These are the key concepts you need to understand to accurately answer the question.

Systems of Equations
A system of equations involves finding values for a set of variables that satisfy multiple equations simultaneously.
This means if you have three equations in three variables, you need to find those unique values that work for all the equations. Systems of equations are everywhere in mathematics, often used to model real-world situations. The goal is to find solutions that make all equations true. Here are some components of systems of equations:
  • Equations: These are the mathematical statements that express relationships among variables.
  • Variables: These are the unknowns we want to solve for.
  • Solution: A set of values for the variables that satisfies all the equations in the system.
The challenge often lies in finding a strategy to determine whether a solution is unique, multiple, or non-existent. This could involve applying algebraic methods or transformations.
Unique Solution
A system has a unique solution when exactly one set of values satisfies all the equations.

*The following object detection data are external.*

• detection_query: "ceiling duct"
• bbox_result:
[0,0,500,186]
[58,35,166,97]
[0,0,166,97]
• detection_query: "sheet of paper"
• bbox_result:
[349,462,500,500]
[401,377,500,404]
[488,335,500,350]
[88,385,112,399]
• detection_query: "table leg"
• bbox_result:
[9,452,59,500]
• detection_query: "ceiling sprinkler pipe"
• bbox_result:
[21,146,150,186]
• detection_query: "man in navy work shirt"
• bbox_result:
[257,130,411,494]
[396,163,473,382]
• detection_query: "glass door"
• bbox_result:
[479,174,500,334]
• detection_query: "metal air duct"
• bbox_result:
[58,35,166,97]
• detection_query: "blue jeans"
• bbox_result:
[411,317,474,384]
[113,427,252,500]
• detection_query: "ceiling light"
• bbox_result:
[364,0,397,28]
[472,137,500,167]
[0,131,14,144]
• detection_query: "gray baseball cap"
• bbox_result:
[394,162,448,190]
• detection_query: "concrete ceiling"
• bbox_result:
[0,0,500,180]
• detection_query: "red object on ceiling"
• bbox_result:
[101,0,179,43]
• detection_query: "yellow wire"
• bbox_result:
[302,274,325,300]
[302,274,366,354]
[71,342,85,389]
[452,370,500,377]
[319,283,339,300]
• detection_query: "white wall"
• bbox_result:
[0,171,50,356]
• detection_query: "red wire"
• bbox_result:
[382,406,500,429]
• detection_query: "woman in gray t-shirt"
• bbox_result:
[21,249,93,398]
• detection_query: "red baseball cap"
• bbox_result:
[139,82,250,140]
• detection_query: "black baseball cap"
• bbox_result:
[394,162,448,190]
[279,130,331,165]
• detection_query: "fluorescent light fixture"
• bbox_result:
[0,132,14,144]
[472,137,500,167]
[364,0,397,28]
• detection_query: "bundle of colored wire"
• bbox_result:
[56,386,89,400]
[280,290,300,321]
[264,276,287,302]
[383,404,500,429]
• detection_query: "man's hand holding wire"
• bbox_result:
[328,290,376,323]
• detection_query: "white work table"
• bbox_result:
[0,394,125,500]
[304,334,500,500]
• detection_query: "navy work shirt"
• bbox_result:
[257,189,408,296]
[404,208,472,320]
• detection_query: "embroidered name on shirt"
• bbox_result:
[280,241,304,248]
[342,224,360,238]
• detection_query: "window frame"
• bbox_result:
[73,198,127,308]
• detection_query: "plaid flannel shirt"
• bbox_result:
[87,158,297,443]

This is different from systems that might have no solution or infinitely many solutions.For a unique solution to exist, certain conditions must be met:
  • No contradictory or redundant equations.
  • Usually a determinant or discriminator that’s not zero in a linear algebra context.
In the exercise example, the conditions that must be satisfied for a unique solution involve specific relations among the parameters. For instance, in the system:\[\begin{align*}x + y + z &= a,\xy + yz + zx &= b,\x^2 + y^2 + z^2 &= c\end{align*}\]The condition \(c = a^2 - 2b\) ensures uniqueness in the solution, meaning a single trio \((x, y, z)\) will satisfy all equations.
This ensures controlled parameters and prevents ambiguity.
Real Numbers
Real numbers are a fundamental concept in mathematics encompassing all − rational and irrational numbers − located on the number line.
These numbers include integers, fractions, and decimals, which you encounter in everyday life.In linear algebra and systems of equations, variables like \(x, y, \text{and } z\) are assumed to be real numbers.This ensures the solutions fall within a predictable and comprehensive set of numbers:
  • Rational Numbers: Numbers that can be expressed as a fraction, like \(\frac{1}{2}\).
  • Irrational Numbers: Numbers that cannot be expressed precisely as a fraction, like \(\pi\) or \(\sqrt{2}\).
Real numbers are central to solutions in many mathematical problems, enabling the solution of complex equations within a familiar conceptual framework.
Numbers can approach infinity but always satisfy the properties of being real and measurable.
Matrix Representation
Matrix representation is one of the most powerful tools in linear algebra. It transforms systems of linear equations into a compact form, making complex calculations manageable.
By organizing coefficients and constants into matrices, one can employ various techniques for solutions.Here's a quick breakdown:
  • Matrices: A rectangular array of numbers arranged in rows and columns.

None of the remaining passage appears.